What is The New Yorker? I know it’s a great magazine and that it’s a tremendous source of pleasure in my life. But what exactly is it? This blog’s premise is that The New Yorker is a work of art, as worthy of comment and analysis as, say, Keats’s “Ode on a Grecian Urn.” Each week I review one or more aspects of the magazine’s latest issue. I suppose it’s possible to describe and analyze an entire issue, but I prefer to keep my reviews brief, and so I usually focus on just one or two pieces, to explore in each the signature style of its author. A piece by Nick Paumgarten is not like a piece by Dana Goodyear, and neither is like a piece by Ian Frazier. One could not mistake Finnegan for Friend, or Bilger for Lepore, or Collins for Khatchadourian. Each has found a style, and it is that style that I respond to as I read, and want to understand and describe.

Monday, March 9, 2015

David Macfarlane's "Traces of Mavis"

Mavis Gallant (Photo by Ian Barrett)
I’ve just finished reading David Macfarlane’s wonderful "Traces of Mavis" (The Walrus, March 2015). It’s an account of Macfarlane’s visit to Paris “for a story about Mavis Gallant.” He goes to the Montparnasse cemetery to see her burial place (“a spare room in the Peron family crypt”). He “strolled as Mavis Gallant had often strolled through the Luxembourg Gardens.” He “ate an old-fashioned French lunch in the artist’s bistro Wadja, on the rue de la Grande Chaumière, as she liked to do.” He “drank coffee with her friend Odile Hellier on the terrace of le Dôme—the grand café Gallant most enjoyed.” He “stood in front of 14 rue Jean Ferrandi, her home for some fifty years, and considered the view she had when she looked up from her work.”
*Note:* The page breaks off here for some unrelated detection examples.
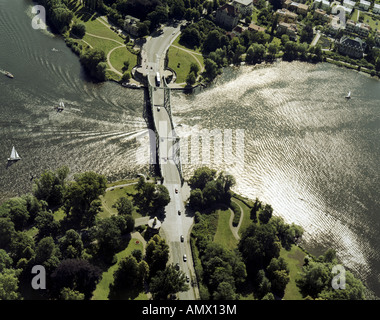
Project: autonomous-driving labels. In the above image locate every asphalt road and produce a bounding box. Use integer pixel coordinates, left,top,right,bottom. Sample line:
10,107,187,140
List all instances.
142,25,199,300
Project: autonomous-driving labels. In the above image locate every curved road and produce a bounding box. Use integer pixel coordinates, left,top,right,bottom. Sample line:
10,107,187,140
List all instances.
141,25,199,300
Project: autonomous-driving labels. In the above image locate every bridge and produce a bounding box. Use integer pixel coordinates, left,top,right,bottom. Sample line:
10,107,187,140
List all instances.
140,25,199,300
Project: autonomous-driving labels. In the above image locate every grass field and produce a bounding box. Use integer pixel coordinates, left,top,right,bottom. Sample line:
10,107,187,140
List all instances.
70,0,137,80
168,37,204,83
99,182,141,219
280,245,306,300
233,198,252,236
92,238,148,300
214,209,238,250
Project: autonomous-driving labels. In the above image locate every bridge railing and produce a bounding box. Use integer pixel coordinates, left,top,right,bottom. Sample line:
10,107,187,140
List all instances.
148,78,184,184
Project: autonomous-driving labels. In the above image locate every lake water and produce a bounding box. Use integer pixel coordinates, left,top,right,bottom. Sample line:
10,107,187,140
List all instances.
0,0,380,296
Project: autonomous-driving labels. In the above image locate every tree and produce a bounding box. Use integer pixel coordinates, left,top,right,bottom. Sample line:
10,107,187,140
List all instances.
33,166,69,206
60,288,84,300
296,261,331,299
49,5,73,34
268,42,279,60
34,237,61,274
203,30,221,53
0,269,21,300
9,199,29,230
149,264,189,300
190,62,199,76
189,188,204,210
258,204,273,224
71,22,86,39
0,218,16,249
65,171,107,227
9,231,35,263
145,235,169,277
133,178,170,213
35,211,60,239
189,167,216,190
213,282,237,300
0,249,13,273
95,218,121,258
245,43,265,64
267,257,290,296
152,184,170,210
121,71,131,82
147,6,168,31
80,48,107,81
51,259,102,300
239,224,281,272
300,23,314,43
205,58,218,81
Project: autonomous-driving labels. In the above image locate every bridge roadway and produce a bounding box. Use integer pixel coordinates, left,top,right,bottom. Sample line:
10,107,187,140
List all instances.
142,25,199,300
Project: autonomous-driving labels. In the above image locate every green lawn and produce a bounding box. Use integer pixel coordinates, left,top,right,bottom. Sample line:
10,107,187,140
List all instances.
280,245,306,300
110,47,137,72
233,197,252,236
168,37,204,83
99,182,141,219
69,0,137,75
214,209,238,250
92,238,148,300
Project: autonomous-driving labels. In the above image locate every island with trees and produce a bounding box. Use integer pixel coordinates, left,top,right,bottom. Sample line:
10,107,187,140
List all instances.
0,166,366,300
32,0,380,86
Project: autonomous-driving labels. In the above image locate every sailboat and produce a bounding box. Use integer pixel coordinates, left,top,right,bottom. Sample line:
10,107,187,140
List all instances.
8,146,21,161
56,101,65,112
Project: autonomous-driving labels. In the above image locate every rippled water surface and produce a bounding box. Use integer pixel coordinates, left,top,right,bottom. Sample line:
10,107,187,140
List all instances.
0,0,380,296
172,62,380,293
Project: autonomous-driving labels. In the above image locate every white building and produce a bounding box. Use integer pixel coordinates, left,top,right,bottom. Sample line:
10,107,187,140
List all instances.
359,0,371,11
343,0,356,9
372,3,380,14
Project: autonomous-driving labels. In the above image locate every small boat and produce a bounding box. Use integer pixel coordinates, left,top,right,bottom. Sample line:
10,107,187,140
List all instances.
8,146,21,161
55,101,65,112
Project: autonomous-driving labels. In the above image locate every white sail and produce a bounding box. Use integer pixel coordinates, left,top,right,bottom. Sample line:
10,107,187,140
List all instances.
8,146,21,160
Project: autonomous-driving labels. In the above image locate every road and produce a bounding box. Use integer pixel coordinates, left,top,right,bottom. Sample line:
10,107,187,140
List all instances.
142,25,199,300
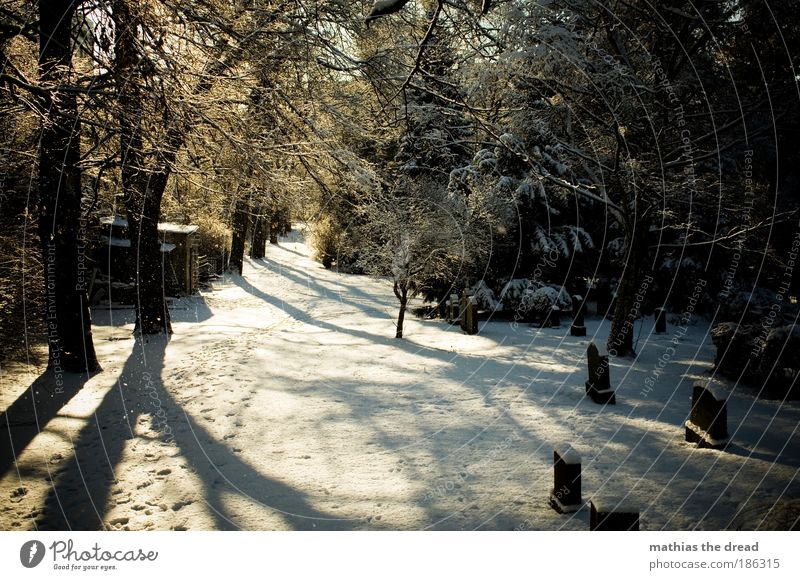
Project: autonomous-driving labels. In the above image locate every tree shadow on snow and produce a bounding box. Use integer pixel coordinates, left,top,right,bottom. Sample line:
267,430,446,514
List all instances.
36,336,350,530
0,369,91,476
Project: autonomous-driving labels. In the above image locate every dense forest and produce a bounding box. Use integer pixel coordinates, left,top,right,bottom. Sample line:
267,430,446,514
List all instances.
0,0,800,536
0,0,800,380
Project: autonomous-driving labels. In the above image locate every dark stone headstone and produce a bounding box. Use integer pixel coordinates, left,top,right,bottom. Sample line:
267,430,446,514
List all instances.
569,295,586,336
572,295,586,326
550,447,583,514
586,342,617,405
653,308,667,334
461,292,478,334
589,499,639,532
541,304,561,328
594,282,613,317
686,383,730,449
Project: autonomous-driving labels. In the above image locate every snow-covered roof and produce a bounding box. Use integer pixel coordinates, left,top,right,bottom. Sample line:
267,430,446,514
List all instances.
100,215,128,228
100,236,177,254
158,223,200,234
100,215,200,234
105,236,131,248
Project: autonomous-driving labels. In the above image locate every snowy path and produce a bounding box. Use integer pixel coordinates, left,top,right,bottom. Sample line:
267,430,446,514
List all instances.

Gallant is among the New Yorker greats. As Macfarlane points out, she contributed 116 short stories to the magazine. And yet, for me, her New Yorker masterpiece isn’t a short story; it’s her "The Events in May: A Paris Notebook" (September 14 & 21, 1968), later collected in her Paris Notebooks (1986), a record of her firsthand impressions of the 1968 student revolts in Paris. It’s written in a style I relish – first-person, present-tense, collage-like, written-on-the-wing, using sentence fragments, bits of dialogue, quotation, comment, observation, description, hearsay, anything at hand to convey reality at the moment it’s being experienced. Here’s a quick taste:

The ripped streets around the Luxembourg Station. People who live around here seem dazed. Stand there looking dazed. Paving torn up. The Rue Royer-Collard, where I used to live, looks bombed. Burned cars – ugly, gray-black. These are small cars, the kind you can lift and push around easily. Not the cars of the rich. It’s said that even the car owners haven’t complained, because they had watched the police charge from their windows. Armed men, and unarmed children. I used to think that that the young in France were all little aged men. Oh! We all feel sick. Rumor of two deaths, one a student, one a C.R.S. Rumor that a student had his throat cut “against a window at 24 Rue Gay-Lussac” – so a tract (already!) informs. They say it was the police incendiary grenades, and not the students, that set the cars on fire, but it was probably both. A friend of H.’s who lost his car found tracts still stuffed in it, half charred, used as kindling. Rumor that police beat the wounded with clubs, that people hid them (the students) and looked after them, and that police went into private homes. When the police threw the first tear-gas bombs, everyone in the houses nearby threw out basins of water to keep the gas close to the ground.

In his piece, Macfarlane says he and the photographer Ian Patterson discussed “how the personality of Paris was part – a crucial part – of the personality of Mavis Gallant.” This is an excellent point. In “The Events in May,” Gallant’s identification with the besieged city is total.